Swamis and maharishis are (potentially funny) people, too -- no more lampoon-proof than priests, rabbis or imams. But with "The Love Guru," multi-talented mega-comic Mike Myers has achieved the impossible: a comedy that's unfunny in general and in every particular.
Myers plays Guru Pitka, a Yankee raised on an ashram in India. His dharma nonsense includes power-point presentations on the words "intimacy" ("Into Me I See") and "nowhere" ("Now Here!"). Currently, he is the world's second-biggest guru -- after Deepak Chopra. With a burning, jealous desire to appear on "Oprah," he and his Faithful Indian Companion Rajneesh (Manu Narayan, who grew up in Delmont) are lured back to the States by the lucrative prospects of its self-help business.
There, Guru Pitka's first spiritual challenge is to restore romantic and professional bliss to Toronto Maple Leafs hockey star Darren Roanoke (Romany Malco), whose foxy wife (Megan Good) has dumped him for rival star Jacques Le Coq Grande (Justin Timberlake). Jessica Alba plays the team's unpopular owner. Its head coach, Punch Cherkov, is played by dwarfish Verne Troyer, better known (and cast) as Dr. Evil's Mini-Me in the "Austin Powers" series.
All of them are dwarfed by the film's huge quantity and low quality of juvenile humor: more penile and testicular jokes than you can shake a truss at, including: "If your Uncle Jack helped you off an elephant, would you help your Uncle Jack off an elephant?" (Speaking of which, there's an actual elephant-coupling scene.)
Along the way, there are a few mildly amusing spoofs of Bollywood song-and-dance numbers (lyrics: "Surely you are a goddess who fills my heart with lugubrious recalcitrance"), plus parodies of Dolly Parton's "9 to 5" and Steve Miller's "Joker," as well as a nice Mike and Manu guitar-sitar duet. Had its primary comic focus been musical rather than scatological, "Love Guru" might have swum instead of sunk.
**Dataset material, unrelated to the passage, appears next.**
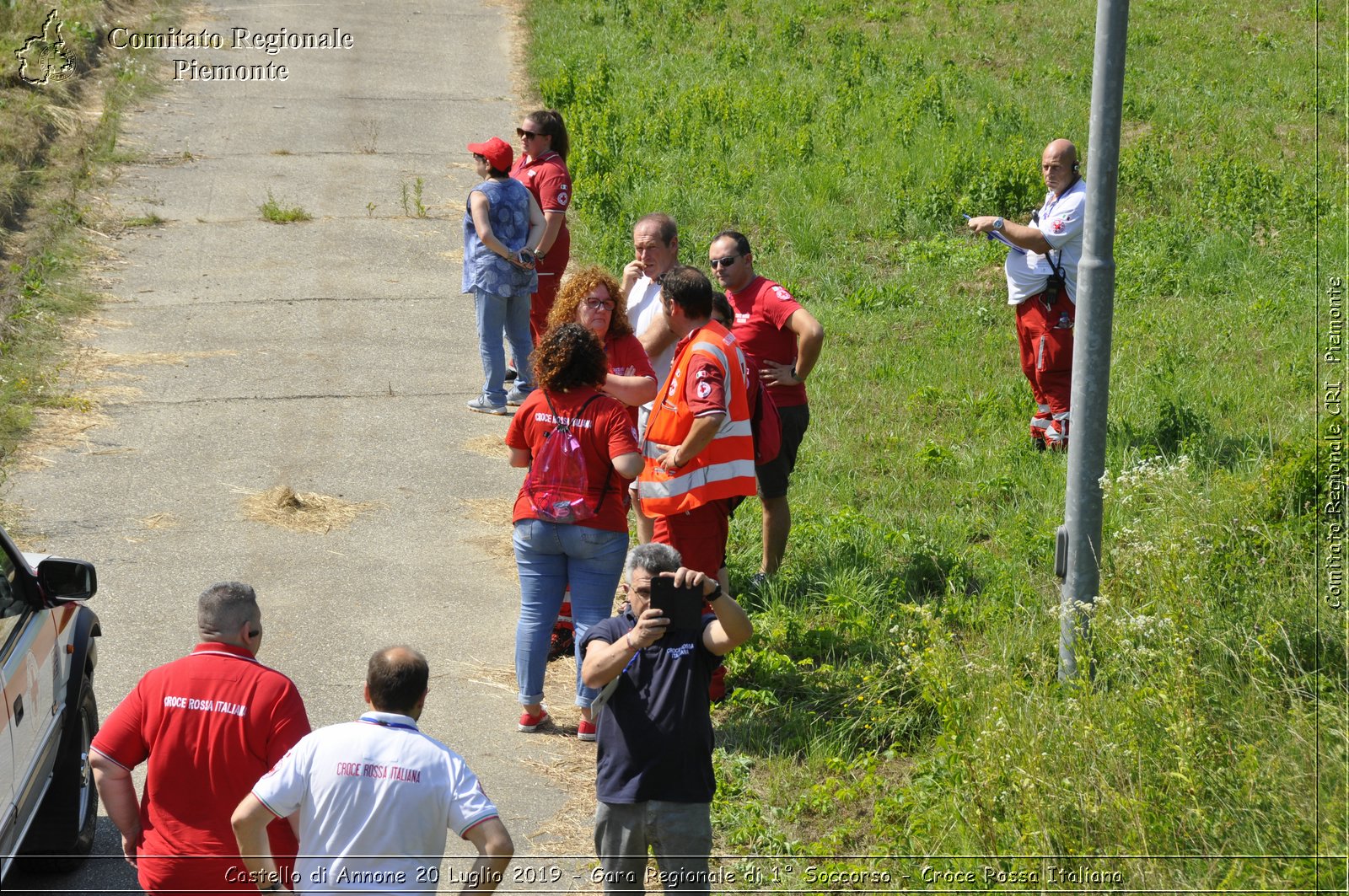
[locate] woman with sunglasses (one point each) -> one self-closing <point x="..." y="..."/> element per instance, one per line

The only explanation for throwing hockey and the Maple Leafs into this lethal mix is that Myers loves the game and lives in Toronto -- i.e., a Canadian's desire to shoot, shuck and jive for six weeks in Canada.
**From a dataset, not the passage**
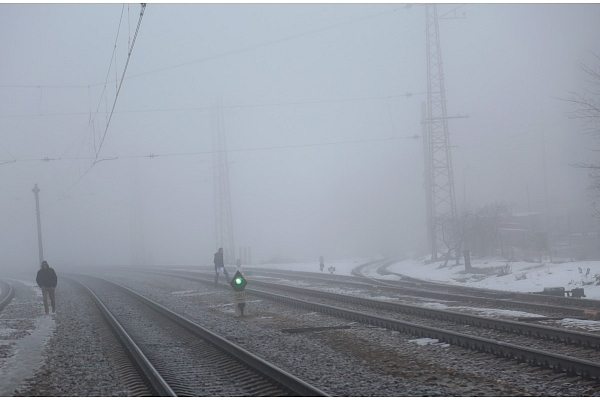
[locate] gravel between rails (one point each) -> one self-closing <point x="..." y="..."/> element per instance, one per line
<point x="362" y="361"/>
<point x="77" y="357"/>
I'm a big fan of Myers' "Wayne's World," his inspired Linda Richman and Austin Powers characters, and his "So I Married an Axe Murderer." But he falls flat here, taking the likes of Ben Kingsley, Kanye West, Val Kilmer and Jessica Simpson (embarrassing themselves in minor roles) along with him. Only Stephen Colbert's drug-crazed sports broadcaster and Tonto-like sidekick Narayan come away unscathed.
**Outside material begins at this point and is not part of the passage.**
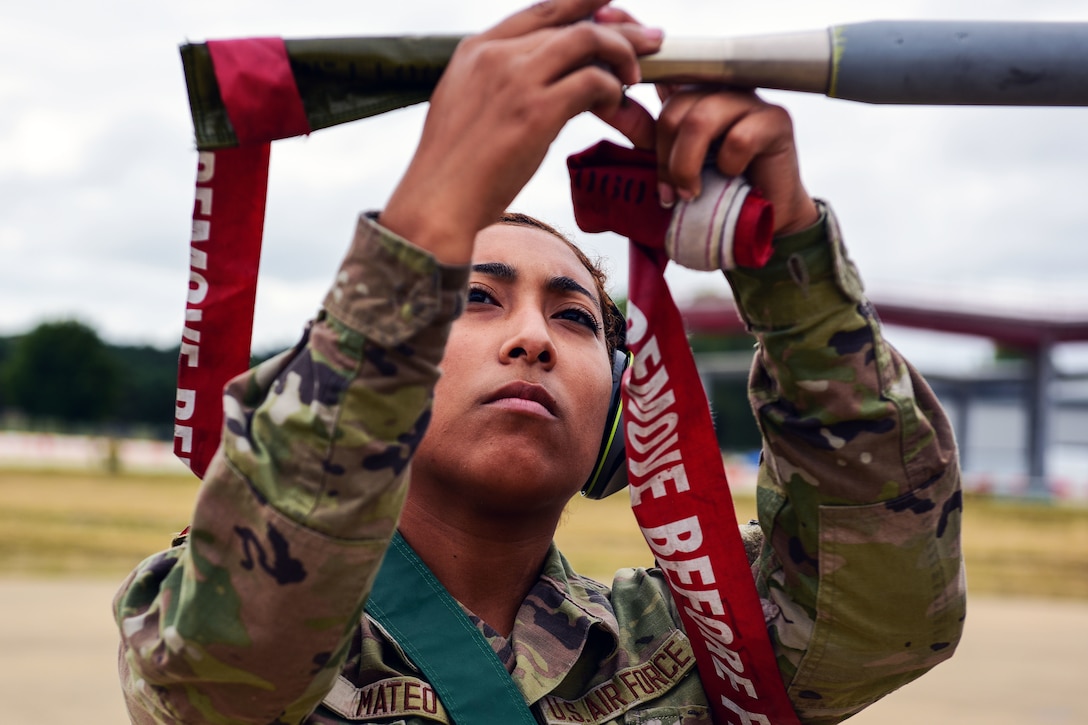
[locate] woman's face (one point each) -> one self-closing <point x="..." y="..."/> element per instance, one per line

Marco Schnabel, who was second-unit director on all three of the Austin Powers movies, is an adoring fan and pal of Myers. This is Schnabel's feature-film debut -- and, it is hoped, swan song. He should have chosen self-immolation, in protest, rather than accept this assignment. The slapstick mess of a script by Myers and Graham Gordy is as ethnist-racist as it gets, doing for Indian sensibilities what the Stepin Fetchit flicks did for African Americans.
Remember the audience's stunned silence that greeted "Springtime for Hitler" in "The Producers"? That collective spell of disbelief -- how could anything be so appallingly tasteless? -- was followed by a delayed realization of how funny it was.
In "Love Guru," stupefaction reigns and remains, from beginning to end.